At first I was unaware exactly what it was. Aunt Mary knew long before me, and amidst the sadness of losing many many young friends she continued her hospital visits, comforted grieving partners and parents. I know she was badly affected by these tragedies, and in those early days AIDS was highly stigmatized, the gay disease, stay away, don’t touch or sympathise, but this elderly lady did, she was a regular visitor to the special wards. I remembered having met so many of these intolerably handsome Adonises, I was in love with many of them, why did they have to go, and in such a horrible way?

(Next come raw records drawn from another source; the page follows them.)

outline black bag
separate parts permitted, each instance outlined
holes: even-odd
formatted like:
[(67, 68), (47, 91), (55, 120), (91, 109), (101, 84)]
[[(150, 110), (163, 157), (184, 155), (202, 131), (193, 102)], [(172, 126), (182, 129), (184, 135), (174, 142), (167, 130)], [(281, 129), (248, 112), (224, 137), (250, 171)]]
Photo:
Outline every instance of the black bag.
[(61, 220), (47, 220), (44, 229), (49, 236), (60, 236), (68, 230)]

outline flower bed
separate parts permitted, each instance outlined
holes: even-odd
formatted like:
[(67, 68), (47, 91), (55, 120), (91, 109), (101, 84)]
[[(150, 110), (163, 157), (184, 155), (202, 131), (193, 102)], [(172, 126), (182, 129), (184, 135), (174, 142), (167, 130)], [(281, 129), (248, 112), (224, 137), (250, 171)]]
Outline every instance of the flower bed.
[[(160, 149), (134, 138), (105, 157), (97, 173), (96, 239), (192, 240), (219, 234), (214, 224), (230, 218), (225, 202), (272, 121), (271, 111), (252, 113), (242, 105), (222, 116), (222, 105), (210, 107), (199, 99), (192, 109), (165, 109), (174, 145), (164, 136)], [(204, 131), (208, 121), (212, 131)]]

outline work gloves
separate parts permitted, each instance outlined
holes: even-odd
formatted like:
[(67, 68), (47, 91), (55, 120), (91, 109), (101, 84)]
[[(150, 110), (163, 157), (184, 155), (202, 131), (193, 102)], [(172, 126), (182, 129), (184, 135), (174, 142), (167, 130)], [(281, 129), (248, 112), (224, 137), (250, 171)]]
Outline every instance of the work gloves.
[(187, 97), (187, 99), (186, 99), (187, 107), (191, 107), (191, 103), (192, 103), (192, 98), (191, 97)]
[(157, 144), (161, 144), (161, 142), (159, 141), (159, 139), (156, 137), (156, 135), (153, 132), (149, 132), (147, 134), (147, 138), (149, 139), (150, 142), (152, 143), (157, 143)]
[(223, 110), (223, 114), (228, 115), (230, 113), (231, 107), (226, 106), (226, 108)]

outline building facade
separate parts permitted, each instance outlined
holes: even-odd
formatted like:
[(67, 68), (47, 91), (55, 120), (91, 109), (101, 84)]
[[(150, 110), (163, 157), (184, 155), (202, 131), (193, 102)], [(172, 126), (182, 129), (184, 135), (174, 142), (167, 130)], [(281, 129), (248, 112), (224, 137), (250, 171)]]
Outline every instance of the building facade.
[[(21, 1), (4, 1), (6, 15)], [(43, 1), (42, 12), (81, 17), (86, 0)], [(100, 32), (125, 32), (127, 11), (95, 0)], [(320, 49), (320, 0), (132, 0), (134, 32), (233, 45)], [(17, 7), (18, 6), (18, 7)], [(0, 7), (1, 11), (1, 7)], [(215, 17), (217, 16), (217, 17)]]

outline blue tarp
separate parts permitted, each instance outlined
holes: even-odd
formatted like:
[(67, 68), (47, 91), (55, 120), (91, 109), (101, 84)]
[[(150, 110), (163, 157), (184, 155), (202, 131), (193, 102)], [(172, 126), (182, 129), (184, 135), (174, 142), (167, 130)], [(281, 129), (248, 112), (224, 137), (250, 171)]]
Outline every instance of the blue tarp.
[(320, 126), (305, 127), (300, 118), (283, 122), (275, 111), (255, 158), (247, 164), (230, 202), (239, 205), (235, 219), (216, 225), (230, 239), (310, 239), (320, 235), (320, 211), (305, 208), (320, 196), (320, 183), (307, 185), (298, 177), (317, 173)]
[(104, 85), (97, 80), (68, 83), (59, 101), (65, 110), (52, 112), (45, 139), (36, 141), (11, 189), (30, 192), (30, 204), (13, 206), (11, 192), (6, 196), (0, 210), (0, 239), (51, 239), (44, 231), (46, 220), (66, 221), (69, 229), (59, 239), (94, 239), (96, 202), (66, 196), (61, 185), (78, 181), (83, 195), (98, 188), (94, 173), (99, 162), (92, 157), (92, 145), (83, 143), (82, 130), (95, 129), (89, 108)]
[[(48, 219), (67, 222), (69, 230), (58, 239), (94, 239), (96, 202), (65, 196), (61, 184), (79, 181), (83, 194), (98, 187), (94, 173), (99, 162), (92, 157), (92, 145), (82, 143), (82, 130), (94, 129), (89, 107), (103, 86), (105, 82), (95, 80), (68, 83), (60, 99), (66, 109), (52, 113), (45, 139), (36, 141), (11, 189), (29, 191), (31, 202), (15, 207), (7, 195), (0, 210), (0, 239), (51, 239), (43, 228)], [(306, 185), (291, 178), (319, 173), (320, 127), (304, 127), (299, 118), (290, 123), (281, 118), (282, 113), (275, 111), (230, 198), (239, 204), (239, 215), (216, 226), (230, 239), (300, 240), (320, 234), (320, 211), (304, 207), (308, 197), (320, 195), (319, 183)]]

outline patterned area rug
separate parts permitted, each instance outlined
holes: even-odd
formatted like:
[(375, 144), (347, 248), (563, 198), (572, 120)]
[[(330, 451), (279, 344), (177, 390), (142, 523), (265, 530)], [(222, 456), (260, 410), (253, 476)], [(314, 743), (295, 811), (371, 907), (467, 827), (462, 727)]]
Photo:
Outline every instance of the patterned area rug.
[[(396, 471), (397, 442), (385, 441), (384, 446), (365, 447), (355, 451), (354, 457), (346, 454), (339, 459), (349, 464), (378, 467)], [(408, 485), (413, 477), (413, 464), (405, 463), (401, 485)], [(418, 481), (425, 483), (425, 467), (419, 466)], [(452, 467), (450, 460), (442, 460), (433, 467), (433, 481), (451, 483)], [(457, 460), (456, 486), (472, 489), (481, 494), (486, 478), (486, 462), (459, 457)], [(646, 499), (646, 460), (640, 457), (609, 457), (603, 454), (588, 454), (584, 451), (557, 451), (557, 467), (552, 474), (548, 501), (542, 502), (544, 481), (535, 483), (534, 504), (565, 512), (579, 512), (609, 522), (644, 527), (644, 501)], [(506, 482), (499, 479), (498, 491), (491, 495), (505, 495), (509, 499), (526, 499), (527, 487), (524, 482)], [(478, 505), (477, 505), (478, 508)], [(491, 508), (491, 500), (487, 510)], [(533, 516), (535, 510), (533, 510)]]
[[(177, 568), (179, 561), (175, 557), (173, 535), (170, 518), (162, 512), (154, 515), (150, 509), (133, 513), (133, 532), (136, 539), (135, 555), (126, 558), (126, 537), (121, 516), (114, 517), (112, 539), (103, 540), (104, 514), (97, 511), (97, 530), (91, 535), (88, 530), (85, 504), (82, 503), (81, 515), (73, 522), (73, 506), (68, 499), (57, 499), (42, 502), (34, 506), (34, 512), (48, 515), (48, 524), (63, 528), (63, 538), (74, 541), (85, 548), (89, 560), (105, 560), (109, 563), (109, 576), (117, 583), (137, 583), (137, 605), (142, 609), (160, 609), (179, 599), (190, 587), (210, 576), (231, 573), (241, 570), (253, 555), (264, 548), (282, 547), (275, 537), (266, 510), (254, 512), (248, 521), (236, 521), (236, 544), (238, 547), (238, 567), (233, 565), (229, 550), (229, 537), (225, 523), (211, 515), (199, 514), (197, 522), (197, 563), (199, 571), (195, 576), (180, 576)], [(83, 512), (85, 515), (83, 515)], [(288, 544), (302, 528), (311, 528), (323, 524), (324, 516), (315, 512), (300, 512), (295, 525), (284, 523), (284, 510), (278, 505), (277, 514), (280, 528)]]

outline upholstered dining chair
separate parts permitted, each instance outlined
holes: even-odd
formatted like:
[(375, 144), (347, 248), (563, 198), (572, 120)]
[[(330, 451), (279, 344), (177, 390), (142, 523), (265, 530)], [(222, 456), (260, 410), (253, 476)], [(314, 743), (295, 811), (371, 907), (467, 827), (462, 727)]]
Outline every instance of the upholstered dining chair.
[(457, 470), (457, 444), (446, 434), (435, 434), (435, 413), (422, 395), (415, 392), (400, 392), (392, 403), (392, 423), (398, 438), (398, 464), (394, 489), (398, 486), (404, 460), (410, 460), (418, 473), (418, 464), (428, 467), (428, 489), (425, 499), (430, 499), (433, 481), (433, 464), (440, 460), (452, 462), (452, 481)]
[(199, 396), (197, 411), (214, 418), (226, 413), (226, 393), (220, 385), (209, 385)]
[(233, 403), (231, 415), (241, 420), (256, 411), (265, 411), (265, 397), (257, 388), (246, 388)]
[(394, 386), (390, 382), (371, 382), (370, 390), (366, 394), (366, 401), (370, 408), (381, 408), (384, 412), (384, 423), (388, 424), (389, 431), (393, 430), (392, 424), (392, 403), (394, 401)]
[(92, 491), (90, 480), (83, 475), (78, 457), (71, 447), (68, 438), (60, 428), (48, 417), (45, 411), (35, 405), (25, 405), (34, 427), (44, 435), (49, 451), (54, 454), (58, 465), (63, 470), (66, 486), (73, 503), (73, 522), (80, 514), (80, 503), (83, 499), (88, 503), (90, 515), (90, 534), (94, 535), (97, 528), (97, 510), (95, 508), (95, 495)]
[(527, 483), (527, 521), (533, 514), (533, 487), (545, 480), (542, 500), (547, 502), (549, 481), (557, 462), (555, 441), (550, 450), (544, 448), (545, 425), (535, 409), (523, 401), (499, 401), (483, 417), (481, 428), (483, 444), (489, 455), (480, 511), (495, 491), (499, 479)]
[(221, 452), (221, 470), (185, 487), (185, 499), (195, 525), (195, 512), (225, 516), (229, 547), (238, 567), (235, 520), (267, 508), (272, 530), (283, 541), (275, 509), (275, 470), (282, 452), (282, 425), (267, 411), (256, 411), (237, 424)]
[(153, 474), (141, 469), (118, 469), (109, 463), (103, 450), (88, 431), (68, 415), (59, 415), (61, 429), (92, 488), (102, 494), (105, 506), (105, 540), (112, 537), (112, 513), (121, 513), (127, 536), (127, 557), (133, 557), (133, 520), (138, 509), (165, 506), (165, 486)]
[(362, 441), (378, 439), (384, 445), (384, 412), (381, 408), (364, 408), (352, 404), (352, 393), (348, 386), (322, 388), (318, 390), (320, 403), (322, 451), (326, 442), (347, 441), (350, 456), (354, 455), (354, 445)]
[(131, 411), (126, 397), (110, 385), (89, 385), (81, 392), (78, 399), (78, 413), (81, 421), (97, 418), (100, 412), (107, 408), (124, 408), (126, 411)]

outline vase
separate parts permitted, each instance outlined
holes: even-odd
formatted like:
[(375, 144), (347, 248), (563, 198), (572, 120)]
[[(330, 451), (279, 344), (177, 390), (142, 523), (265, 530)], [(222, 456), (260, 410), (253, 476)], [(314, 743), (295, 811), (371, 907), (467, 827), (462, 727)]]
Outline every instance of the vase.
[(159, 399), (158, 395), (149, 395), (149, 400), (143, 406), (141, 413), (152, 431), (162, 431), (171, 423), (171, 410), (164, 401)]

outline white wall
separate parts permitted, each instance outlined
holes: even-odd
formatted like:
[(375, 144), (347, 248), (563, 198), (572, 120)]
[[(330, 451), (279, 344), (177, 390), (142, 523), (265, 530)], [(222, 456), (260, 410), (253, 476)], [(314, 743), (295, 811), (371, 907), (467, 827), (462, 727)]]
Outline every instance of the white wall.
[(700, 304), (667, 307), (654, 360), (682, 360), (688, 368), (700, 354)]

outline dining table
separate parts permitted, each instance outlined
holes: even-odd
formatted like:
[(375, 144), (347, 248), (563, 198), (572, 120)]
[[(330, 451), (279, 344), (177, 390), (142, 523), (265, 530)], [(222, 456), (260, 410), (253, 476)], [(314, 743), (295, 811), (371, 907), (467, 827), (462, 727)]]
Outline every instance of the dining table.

Roll the clock forward forty years. I am in Umbria, Italy, running a gay guest house. Since opening Bellaugello Gay Guest House, I am sure that there have been many HIV positive guys who have stayed as guests. To see them outwardly one would never know they are positive, indeed I could not point them out, but statistically they must have been here. Today thanks to much research and hard work involving many many people who have largely gone unnoticed, and of course the retro-viral treatments life with HIV is no longer a death sentence or a such a great stigma.
So I am proud to post on my blog on World AIDS Day, a day when I remember friends who have departed, and give thanks for the amazing work done by so many in developing treatments, those who fund-raise to support the cause, and most importantly of educating people of all sexual persuasions the need for safe sex. This evening, I will be downing a glass of Manzanilla and toasting late ‘aunt’ Mary and remembering how very fortunate I was to have know such a very progressive and supportive person and just how she coped in an un-stigmatising way, maintaining friendships with people living with and dying of HIV.
And to close this post on a continuing happy note an anecdote that made me chuckle:
A friend called from Australia, we chatted and he told me he is on PrEP. For those of you who don’t know pre-exposure prophylaxis, or PrEP, is a way for people who do not have HIV but who are at substantial risk of getting it to prevent HIV infection by taking a pill every day. I went to my doctor to enquire. He told me that although it is legal in many countries, here in Italy it has not been approved by the drugs administration and on account of religious sensibilities. “But if you want it ask a friend who lives in Rome to go the the Vatican pharmacy, you can get it there…..”.